First, document the discrepancy in writing using the POS inventory aging report compared to what the seller represented. Then use the pre-close physical count mechanism established in the LOI to formally adjust the inventory consideration downward. If the gap between represented and actual inventory value is significant — for example, more than 15% of the total purchase price — this may warrant reopening the overall purchase price negotiation or requesting that the seller liquidate aged stock before close at their own cost.
If the lease cannot be transferred and the landlord will not approve an assignment, the LOI's lease contingency allows you to terminate the transaction without penalty. Before reaching that conclusion, explore alternatives: some landlords will agree to a new lease with modified terms rather than a direct assignment, or will accept a shorter personal guarantee period in exchange for a modest rent increase. If the landlord is genuinely uncooperative, this is a serious red flag about the long-term viability of the location and may warrant walking away regardless of how attractive the business metrics appear.
Earn-outs are appropriate when there is a meaningful valuation gap between buyer and seller that cannot be resolved through due diligence alone — for example, when the seller argues that a new e-commerce channel or recently launched loyalty program will drive significant revenue growth in the next 12 months. Structure any earn-out around objective, measurable metrics such as total net revenue in the 12 months post-close, verified through the same POS system used in diligence. Avoid earn-outs tied to profitability alone, as post-close operating decisions you make as the new owner will affect margins in ways outside the seller's control.
A 45–60 day exclusivity period is standard for independent boutique acquisitions in the $1M–$4M revenue range. This window needs to accommodate a full physical inventory count, commercial lease review, three years of financial verification, POS data analysis, vendor relationship calls, SBA pre-approval, and the drafting of a definitive purchase agreement. If the seller pushes for a shorter exclusivity window — say 30 days — insist on staged milestones: a 30-day initial period with an automatic 15-day extension if both parties are actively progressing, and another 15-day extension if SBA financing is in process.

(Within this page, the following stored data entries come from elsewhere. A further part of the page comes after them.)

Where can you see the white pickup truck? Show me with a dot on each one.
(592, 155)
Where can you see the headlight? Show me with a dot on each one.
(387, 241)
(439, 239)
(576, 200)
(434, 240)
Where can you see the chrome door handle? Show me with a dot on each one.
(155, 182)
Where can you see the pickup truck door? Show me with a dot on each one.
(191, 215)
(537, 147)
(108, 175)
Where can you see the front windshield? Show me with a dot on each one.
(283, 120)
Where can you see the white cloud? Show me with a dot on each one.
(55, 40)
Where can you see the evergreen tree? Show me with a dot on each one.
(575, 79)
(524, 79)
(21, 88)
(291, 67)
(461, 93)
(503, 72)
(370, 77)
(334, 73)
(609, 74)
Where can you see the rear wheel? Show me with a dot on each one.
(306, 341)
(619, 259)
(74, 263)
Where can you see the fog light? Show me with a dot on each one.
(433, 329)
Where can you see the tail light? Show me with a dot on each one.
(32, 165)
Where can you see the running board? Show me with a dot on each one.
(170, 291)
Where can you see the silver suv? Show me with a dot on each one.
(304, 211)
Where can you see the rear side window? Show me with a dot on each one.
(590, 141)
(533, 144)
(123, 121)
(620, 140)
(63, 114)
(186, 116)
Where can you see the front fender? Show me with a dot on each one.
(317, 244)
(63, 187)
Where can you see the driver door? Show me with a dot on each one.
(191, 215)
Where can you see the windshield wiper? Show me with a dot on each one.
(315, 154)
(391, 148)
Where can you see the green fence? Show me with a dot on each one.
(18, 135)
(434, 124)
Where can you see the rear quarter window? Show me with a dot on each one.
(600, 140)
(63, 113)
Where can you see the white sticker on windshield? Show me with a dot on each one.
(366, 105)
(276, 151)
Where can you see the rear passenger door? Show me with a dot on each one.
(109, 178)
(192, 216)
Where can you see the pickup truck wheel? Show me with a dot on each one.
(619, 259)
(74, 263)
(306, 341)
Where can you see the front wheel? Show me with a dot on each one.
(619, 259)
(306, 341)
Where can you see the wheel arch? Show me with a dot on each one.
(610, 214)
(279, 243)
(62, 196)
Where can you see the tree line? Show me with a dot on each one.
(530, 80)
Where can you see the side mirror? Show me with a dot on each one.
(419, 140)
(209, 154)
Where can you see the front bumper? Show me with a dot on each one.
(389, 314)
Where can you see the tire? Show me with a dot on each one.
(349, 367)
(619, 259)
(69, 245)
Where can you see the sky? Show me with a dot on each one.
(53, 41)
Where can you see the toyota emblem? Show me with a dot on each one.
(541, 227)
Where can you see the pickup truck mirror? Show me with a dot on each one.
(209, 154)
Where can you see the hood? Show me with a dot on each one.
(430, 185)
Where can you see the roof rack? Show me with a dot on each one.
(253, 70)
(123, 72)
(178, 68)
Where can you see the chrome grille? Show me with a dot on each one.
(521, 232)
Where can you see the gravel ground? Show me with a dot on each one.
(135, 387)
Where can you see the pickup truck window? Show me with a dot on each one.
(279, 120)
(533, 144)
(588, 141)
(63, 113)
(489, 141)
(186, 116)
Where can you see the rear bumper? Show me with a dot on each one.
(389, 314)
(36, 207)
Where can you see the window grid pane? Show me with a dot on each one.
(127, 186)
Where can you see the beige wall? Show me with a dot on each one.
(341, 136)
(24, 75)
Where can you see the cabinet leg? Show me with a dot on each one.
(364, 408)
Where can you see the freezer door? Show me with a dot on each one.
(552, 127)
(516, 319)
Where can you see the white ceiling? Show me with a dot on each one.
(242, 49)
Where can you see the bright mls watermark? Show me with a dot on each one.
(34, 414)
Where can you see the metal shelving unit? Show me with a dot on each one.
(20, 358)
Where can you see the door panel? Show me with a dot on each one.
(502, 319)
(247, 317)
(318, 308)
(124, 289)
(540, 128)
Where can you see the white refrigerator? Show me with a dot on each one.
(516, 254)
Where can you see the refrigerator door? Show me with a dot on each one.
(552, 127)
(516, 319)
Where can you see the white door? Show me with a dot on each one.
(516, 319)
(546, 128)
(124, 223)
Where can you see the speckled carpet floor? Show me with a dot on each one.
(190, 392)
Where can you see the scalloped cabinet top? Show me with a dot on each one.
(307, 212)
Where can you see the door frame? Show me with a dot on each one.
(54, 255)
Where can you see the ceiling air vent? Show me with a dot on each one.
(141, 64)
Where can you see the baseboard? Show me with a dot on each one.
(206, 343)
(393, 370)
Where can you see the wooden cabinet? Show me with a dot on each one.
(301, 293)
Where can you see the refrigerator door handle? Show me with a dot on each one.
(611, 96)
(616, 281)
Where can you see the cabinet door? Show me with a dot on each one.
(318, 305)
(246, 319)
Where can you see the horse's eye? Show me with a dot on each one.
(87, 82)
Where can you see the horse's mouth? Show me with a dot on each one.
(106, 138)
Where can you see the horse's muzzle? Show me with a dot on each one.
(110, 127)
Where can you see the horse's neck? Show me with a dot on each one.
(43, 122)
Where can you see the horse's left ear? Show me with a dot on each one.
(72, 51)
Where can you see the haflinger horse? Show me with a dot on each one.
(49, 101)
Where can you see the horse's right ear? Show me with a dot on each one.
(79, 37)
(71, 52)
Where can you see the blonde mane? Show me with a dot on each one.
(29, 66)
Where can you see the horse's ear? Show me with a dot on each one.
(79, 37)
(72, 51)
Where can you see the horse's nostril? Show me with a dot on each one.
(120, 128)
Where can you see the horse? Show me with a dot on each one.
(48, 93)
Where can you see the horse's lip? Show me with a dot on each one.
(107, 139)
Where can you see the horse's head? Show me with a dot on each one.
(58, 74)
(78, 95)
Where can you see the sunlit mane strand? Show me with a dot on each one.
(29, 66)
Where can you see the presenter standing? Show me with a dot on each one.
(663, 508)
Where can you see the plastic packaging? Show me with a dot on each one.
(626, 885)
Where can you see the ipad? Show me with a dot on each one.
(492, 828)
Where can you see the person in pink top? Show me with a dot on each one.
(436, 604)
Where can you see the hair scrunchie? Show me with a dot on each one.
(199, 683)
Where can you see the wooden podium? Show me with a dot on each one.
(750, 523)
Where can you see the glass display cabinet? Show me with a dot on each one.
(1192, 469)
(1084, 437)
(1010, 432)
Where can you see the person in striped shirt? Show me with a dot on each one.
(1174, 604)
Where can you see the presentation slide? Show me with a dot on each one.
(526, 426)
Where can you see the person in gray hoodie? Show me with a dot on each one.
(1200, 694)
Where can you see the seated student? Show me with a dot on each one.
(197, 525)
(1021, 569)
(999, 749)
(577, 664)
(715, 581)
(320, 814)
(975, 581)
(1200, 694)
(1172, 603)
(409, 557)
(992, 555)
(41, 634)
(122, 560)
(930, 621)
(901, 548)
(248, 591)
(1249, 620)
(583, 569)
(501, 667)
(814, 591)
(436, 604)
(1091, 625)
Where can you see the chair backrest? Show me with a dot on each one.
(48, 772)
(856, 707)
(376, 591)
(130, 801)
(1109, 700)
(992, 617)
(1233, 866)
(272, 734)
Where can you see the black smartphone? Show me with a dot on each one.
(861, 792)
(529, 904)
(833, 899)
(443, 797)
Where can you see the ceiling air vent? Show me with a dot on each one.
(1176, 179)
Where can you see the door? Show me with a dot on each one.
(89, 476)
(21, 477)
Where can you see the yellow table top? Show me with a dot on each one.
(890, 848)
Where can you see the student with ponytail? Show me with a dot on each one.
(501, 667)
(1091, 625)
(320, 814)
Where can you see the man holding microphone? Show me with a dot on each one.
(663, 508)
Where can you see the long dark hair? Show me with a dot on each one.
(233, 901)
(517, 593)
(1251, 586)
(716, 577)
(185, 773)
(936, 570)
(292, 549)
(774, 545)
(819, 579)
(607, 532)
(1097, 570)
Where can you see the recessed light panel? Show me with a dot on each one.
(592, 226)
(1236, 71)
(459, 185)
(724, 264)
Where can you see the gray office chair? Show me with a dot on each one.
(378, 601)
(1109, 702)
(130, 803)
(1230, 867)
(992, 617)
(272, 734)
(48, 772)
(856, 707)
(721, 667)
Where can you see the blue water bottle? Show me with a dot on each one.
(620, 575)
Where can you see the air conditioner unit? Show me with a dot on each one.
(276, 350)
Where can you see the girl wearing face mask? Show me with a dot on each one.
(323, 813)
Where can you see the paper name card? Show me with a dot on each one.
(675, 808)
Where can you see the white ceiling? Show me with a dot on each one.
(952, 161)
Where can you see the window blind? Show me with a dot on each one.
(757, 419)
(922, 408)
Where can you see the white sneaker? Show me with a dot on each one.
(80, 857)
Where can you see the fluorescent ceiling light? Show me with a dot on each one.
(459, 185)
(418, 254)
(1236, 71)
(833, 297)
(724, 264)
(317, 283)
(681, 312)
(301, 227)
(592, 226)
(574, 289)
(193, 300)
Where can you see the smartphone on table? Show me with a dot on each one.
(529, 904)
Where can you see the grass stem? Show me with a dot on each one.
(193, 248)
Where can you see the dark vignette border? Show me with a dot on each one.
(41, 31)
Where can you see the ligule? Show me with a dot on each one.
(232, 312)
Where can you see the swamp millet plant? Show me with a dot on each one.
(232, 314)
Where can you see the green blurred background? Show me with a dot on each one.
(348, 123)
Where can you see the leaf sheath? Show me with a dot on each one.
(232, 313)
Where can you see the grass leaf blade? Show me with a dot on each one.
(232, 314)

Beyond the standard fixtures and equipment, boutique LOIs must explicitly enumerate: the business's Instagram, TikTok, Pinterest, and Facebook accounts including login credentials; the customer email list and loyalty program database; the e-commerce website domain and platform account; all vendor accounts, brand agreements, and open purchase orders; the boutique's trade name and any registered trademarks; and the point-of-sale system data and historical transaction records. If these are not listed as included assets, sellers sometimes retain them post-close or transfer them to a new business venture, which can devastate the customer base you paid goodwill to acquire.